The way I see it, there are two ways to look at a hangover when your most recent birthday introduced you to your 36th year on this planet.Ok, so technically 37th on the planet as Pi Dog so RUDELY pointed out!
1) I can't believe I'm 36 and I still do this to myself!
2) Hey, at least I'm still out enjoying life at 36!
At the moment I'm still feeling more in tune with number 1, but I'm hoping that later on today number 2 will kick in. Another thing that has changed is the fact that it's 9.30 on a Saturday and I'm already up and about...ish, well, on the net anyway. Gone are the beloved days when you had so much free time that you could just sleep all day and be none the wiser that you had a hangover. At best, you might get up on time to see what Richard and Judy were talking about and be thankful that you didn't have Richard's haircut and dress"sense". But that was only because you heard someone put the kettle on and you were hoping they might offer you a brew if you show your pastey face. But in these days of precious little free time away from work, one has to make the effort to get up and take advantage of the weekend even if it does make you feel queasy like my mate Pi Dog here with the green face.
By the way, why is it that you never have milk on hangover days? This morning I had to use some small, dodgy Japanese pots of creamer that I'd bought to take to work for emergencies (They never use milk in tea here?!). Fittingly, they are called 'Creap'. Cause it's creapy that you'd even consider letting that crap near your tea. But, I digress.
I make it a rule never to drink and e-mail/ blog. Unfortunately, the drink makes me forget that this is my rule and the poor recipient, more often than not, is our friend the 'King of Ireland'. We lived next to the K.O.I. for about four months in Tokyo when we all worked at the same university on a short contract. I don't know who was the bad influence on who, but basically it was four months of taking the piss. However, this is Japan, and so we wore suits and nobody was any the wiser.

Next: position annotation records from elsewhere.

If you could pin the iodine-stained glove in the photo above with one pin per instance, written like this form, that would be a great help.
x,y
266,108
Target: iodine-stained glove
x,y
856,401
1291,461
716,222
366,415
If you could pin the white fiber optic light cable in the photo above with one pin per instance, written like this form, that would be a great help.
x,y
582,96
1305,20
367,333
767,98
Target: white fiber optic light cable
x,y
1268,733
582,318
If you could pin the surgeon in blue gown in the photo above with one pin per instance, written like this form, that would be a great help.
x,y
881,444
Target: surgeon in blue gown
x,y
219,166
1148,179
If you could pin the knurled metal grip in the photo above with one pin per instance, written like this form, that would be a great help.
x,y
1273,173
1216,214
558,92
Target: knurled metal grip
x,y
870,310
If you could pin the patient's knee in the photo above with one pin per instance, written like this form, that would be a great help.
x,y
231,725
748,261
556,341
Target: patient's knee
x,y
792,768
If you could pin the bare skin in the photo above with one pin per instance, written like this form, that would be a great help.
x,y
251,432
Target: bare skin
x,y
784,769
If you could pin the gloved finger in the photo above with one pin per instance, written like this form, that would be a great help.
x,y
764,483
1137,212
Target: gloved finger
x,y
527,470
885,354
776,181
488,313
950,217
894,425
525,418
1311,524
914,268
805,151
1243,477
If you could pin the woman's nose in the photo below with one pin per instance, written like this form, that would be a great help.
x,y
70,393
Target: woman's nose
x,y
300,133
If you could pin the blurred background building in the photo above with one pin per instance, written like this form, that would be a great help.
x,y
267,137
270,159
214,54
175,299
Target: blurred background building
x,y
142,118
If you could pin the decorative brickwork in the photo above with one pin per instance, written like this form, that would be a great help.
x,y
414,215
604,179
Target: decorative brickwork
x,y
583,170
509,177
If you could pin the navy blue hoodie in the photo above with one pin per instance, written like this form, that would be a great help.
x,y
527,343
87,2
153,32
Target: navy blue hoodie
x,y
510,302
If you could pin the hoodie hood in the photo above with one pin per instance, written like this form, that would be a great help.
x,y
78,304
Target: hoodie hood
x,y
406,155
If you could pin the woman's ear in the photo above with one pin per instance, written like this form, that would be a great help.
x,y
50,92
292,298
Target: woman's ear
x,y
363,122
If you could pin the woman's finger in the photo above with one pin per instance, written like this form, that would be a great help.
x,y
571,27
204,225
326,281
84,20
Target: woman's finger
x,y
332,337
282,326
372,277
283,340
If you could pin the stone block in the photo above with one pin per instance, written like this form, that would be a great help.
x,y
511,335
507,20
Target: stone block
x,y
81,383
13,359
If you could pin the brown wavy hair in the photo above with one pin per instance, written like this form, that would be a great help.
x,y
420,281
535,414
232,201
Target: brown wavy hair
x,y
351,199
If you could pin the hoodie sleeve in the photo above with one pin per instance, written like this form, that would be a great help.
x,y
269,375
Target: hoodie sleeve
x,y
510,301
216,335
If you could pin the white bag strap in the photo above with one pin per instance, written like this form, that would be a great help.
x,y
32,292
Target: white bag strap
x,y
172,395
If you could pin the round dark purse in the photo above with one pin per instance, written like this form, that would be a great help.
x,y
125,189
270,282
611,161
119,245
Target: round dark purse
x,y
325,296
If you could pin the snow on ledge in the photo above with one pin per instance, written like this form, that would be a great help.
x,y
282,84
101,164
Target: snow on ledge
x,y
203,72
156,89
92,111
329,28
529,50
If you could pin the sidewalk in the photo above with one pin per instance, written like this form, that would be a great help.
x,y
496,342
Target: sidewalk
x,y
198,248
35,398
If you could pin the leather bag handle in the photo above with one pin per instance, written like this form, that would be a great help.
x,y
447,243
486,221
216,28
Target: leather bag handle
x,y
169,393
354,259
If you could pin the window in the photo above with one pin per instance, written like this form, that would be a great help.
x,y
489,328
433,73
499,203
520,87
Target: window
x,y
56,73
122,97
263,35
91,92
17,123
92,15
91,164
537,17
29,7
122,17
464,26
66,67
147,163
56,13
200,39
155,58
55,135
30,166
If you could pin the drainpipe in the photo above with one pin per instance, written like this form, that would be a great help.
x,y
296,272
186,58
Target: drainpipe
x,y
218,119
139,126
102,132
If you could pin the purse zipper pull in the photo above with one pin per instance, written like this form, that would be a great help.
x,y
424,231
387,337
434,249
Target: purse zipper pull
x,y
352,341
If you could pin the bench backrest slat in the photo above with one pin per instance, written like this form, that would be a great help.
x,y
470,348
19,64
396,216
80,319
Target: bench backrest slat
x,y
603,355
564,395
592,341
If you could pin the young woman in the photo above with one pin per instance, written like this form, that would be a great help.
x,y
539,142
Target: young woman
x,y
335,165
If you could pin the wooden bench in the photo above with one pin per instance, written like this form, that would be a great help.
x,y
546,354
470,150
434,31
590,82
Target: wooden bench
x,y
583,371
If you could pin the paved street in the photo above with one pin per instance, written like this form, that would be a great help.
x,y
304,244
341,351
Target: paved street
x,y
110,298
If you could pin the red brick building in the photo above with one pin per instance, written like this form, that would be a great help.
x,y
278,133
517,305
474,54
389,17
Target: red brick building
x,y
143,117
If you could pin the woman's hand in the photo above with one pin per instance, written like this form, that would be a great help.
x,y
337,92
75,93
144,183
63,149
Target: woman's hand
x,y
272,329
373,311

The King of Ireland became ordained as such when he went off to see Ireland play Japan in Rugby. He thought it would be a good idea to cover himself in orange, green and white, wrap an Irish flag around his shoulders and don a stupidly large hat in the same, aforementioned colours. Lucky for him (and us) the only record I have of this is a photo I took on my keitai (cellphone) which is of too low a quality to upload. But rest assured, he got all sorts of attention and ended up sitting with a load of Japanese guys who call themselves the Irish Supporters Club and also dress like the K.O.I.. Photos were taken and he ended up in domestic as well as Irish newspapers and, later of course, pissed. Pi dog was with him, I went to a museum. See, I'm waaaaay more grown up than them!
I have to also mention that the K.O.I ended up falling asleep on the train so that he missed his stop and ended up in Takao, at the end of the line. He then woke up and changed trains only to fall asleep in the other direction, miss his stop yet again, and end up at the other end of the line. I hasten to add that this is no short journey. The Chuo line spans the width of Tokyo which is a monster big city. Further, he did this on more than one occasion, but who's counting? God only knows what happens to him in Korea where he now resides. That's your 15 minutes of fame, K.O.I.. At least you're not naked THIS time on the net. Oh, and sorry we always e-mail you when we're pissed. To be fair, you haven't exactly set us a good example (only joking).
So, I've got to get on with my hangover now. We've also got to get down to the launderette to have our weekly meeting with the freaks in there. But that's another blog.
Oh yeah, and I just wanted to mention that there is a link on the title of this blog that goes to an article about Rolling Stone magazine now having a China Edition. Thought that was interesting...but then, anything on the bright, flashing screen is interesting right now as it makes me forget my pounding headache.